Part I of this book, which comprises Chapters 1 and 2, is introductory in nature, aiming to provide the reader with a sense of the high measures of legal pluralism that prevailed under the pre-Islamic Roman and Sasanian Empires and throughout the Islamic classical period, namely, until the thirteenth century. These chapters survey the various judicial institutions available to the people of the Near East during these periods and illustrate the fact that in both pre-Islamic and Islamic contexts, the plurality of judicial bodies, generated by a plurality of legal orders, was a matter of special concern for confessional elites and political leaders. These introductory chapters will allow us to approach the question of Christian and Jewish recourse to extra-confessional judicial institutions with the understanding that legal pluralism was neither unfamiliar to the predecessors of the patriarchs and the geonim of the Islamic period nor a challenge unique to non-Muslim confessional elites.

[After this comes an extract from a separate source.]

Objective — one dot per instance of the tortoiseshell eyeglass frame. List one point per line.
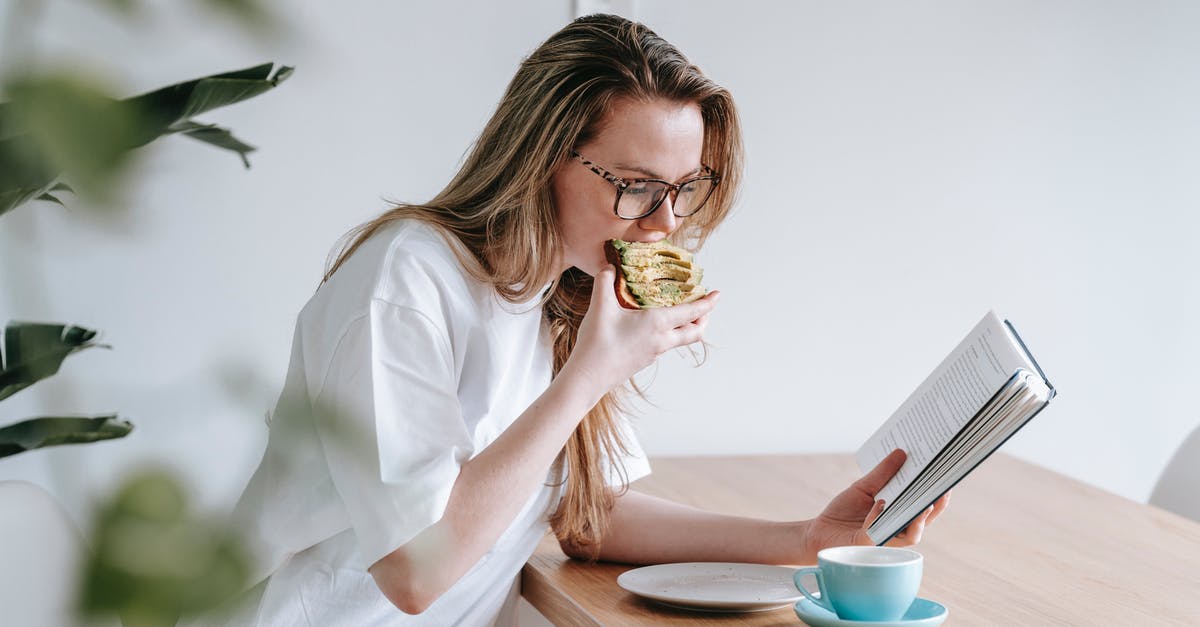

Part II, which comprises Chapters 3 through 6, considers the Christian and Jewish recourse to extra-confessional institutions within the broad context of Christian and Jewish public life. Chapters 3 and 4 concentrate on the organization of Christian and Jewish life in general and of West Syrian, East Syrian, and rabbinic judicial institutions in particular. Chapter 3 provides an outline of Christian communal organization and its judiciary (ecclesiastical and non ecclesiastical) in the period after the Islamic conquest. The chapter highlights the complex structure of Christian elites, consisting of both clerical and lay figures whose authority was based on a variety of social capitals. Chapter 4 maps out the various circles of Rabbanite authority in the late geonic period and identifies their judicial prerogatives. The chapter closes with a comparative analysis of Jewish and Christian social institutions in the early Islamic period. This comparison will allow some preliminary suggestions with regard to the structural differences between Christian and Jewish forms of authority and inter communal relations and discuss the character of Christian and Jewish judicial institutions. Specifically, it will be suggested that whereas the churches appear to have been in competition with Christian figures outside the ecclesiastical hierarchy, rabbinic law enabled the geonim to work in cooperation with Jewish men who had no formal capacity but nonetheless assumed crucial political and social roles in their communities.

Chapters 5 and 6 examine the specific question of Christian and Jewish recourse to extra-confessional judicial institutions. Both chapters begin with an analysis of the factors that prompted Christians and Jews to seek judgment before non ecclesiastical and non-rabbinic institutions, respectively, and the legislative response of their confessional leaders to this social phenomenon. Chapter 6 ends with a comparison of the incentives that drove Christians and Jews to seek judicial services before institutions that were not endorsed by their confessional leaders and the response of confessional leaders to this choice.

The concluding chapter brings to the fore some of the more elusive and controversial questions pertaining to the social history of Near Eastern societies in general, and of non-Muslims in particular in the first five centuries of Islamic rule. It offers a nuanced observation of Near Eastern social arrangements, arguing for the multiplicity of social affiliations, of which membership in a religious community was central but not exclusive.